By imitating nature's design principles, a research team from Harvard University has prepared nanodevices composed of DNA that organizes itself and can be shaped and moved on demand. Unlike existing nanotechnologies, these programmable nanodevices are very suitable for medical applications since DNA Both suitable for the body and can be decomposed in it.
Each such device consists of a circular, single-stranded DNA fragment, which, mixed with many short segments of complementary DNA, arranges itself independently into a desired three-dimensional structure. Double helices of DNA fold into linear and rigid arrays that are connected to each other by single-stranded DNA links. These single-stranded DNA cause the rigid arrays to form three-dimensional structures - similar to the way a tent is built The tension of the ropes connected to its rods. The stability and strength of the structure derive from the way in which the opposing forces of Stretching and compression.
Artists and architects have focused on this architectural principle - called tensegrity - for many years, but it also exists and is common in nature. In the human body, for example, the bones are used as compression bars while the muscles, tendons and ligaments are used as stress absorbers that allow us to stand and thus resist the force of gravity.
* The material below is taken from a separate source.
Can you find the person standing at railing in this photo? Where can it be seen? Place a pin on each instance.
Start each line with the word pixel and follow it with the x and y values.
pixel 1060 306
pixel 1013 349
The same principle governs the cells' ability to change their shape at the micron level.
"This innovative nanoconstruction technology, based on self-assembly, could lead to the development of medical nanodevices and drug delivery systems, such as virus mimics that inject drugs directly into infected cells," said one of the researchers Don Ingber. A nanodevice capable of opening like a spring in response to a chemical or mechanical signal could ensure that the drugs not only reach the defined target but also that they are released at the desired place and time.
Moreover, nanodevices built according to this principle will one day be able to program human stem cells so that they can regrow damaged organs. Stem cells react differently depending on the forces around them. For example, the hard extracellular substrate - the biological "glue" that surrounds the cells - created to mimic the environment of the bones signals the stem cells to form bones, while the "soup"-like substrate found in the brain tissues signals the growth of neurons (nerve cells). "Nanodevices of this type may help us tune and change the stiffness of extracellular substrates in tissue engineering in the future," says Professor Tim Liedl.
"These devices, a sort of tiny "Swiss army knife", will be able to help us develop a variety of measures that could be useful in advanced drug release systems and in the field of tissue and organ regeneration," said lead researcher William Shih. "In addition, we have in our hands a useful biological copy machine of DNA that nature has given us, so these devices can be built easily," said the researcher.
One response
Can these devices be demanded to take care of the brains of some politicians??